Part 1: Reasons for Incorrect or Missing Google Analytics Transactions
In this section, we’ll explore various factors contributing to missing or incorrect data in Google Analytics reports. Some of these issues are beyond your control and require attention from developers.
- Adblockers and Privacy-Related Browser Extensions: Certain browser extensions, such as Ghostery or Adblock, configured strictly, can block first-party trackers like Google Analytics, leading to missing data.
- Browsers with Strict Privacy Settings: Some users configure their browsers to block trackers, including Google Analytics. Browser choices like Brave, designed for privacy, can also affect data accuracy.
- Visitor Opt-Out: Visitors who opt out of analytics tracking, often prompted by consent popups, can result in missing data.
- Incorrect Configuration of Purchase Data Layer: Improperly configured data layers for GA ecommerce tracking via Google Tag Manager can lead to incorrect or missing transaction data.

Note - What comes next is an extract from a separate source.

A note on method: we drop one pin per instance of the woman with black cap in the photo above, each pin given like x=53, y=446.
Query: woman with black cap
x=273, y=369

- Data Layer Activation on “Thank You” Page: Activation of the data layer containing purchase-related information must coincide with the “Thank you” page for accurate tracking.
- Browser Errors: Various browser errors can disrupt tracking code functionality, requiring monitoring and resolution.
- Unpublished GTM Container: Failure to publish a Google Tag Manager container with ecommerce tracking can result in incomplete transaction data.
- Tracking Code Timing: If tracking codes are activated just before redirection, data may not transmit accurately. Delaying the tracking code’s activation can help.
- Currency Issues: Incorrectly formatted currency data can lead to transaction data discrepancies in GA4.
- Failure to Exclude Internal Traffic: Failure to exclude internal traffic can skew transaction numbers. Implement measures to exclude internal traffic accurately.
- Tracking Unsuccessful Transactions: GA should only track successful transactions, not unsuccessful ones. Ensure your tracking setup adheres to this principle.
- Data Processing Delay: Transaction data in Google Analytics is not real-time and may take 24-48 hours to process fully.
Part 2: Troubleshooting Incorrect or Missing Google Analytics 4 Transactions
Now, let’s explore how to troubleshoot and address issues related to incorrect and missing Google Analytics transactions:
- Rigorous Testing Before Launch: Thoroughly test your tracking setup before deploying it. Check data layers, formats, quotation marks, and data accuracy.
- Compare Backend Data with GA: Collect transaction data from both your backend system and Google Analytics. Identify discrepancies and patterns.
- Identify Missing Transactions: Find common characteristics of missing transactions, such as payment methods, products, categories, or coupon codes.
- Check for Ad Blockers: Implement solutions to identify the percentage of traffic blocking GA tracking using ad blockers.
- Consider Timezones: Ensure that timezones in your data match between Google Analytics and the backend system for accurate comparisons.
- Investigate Browsers and Devices: Collect information about the browsers and devices used for transactions to identify potential issues with specific configurations.
- Leverage User IDs: If you use User IDs in GA, analyze user profiles to determine if users who initiated transactions but weren’t tracked encountered issues.
- Logging Tag Execution and Data Layer: Implement tag monitoring and data layer monitoring solutions to ensure tracking codes execute correctly.
While striving for data accuracy is important, achieving 100% accuracy is challenging due to evolving privacy concerns and technical limitations. Focus on identifying and resolving technical issues to improve data accuracy and use Google Analytics as a tool to gain valuable insights and trends rather than seeking absolute precision.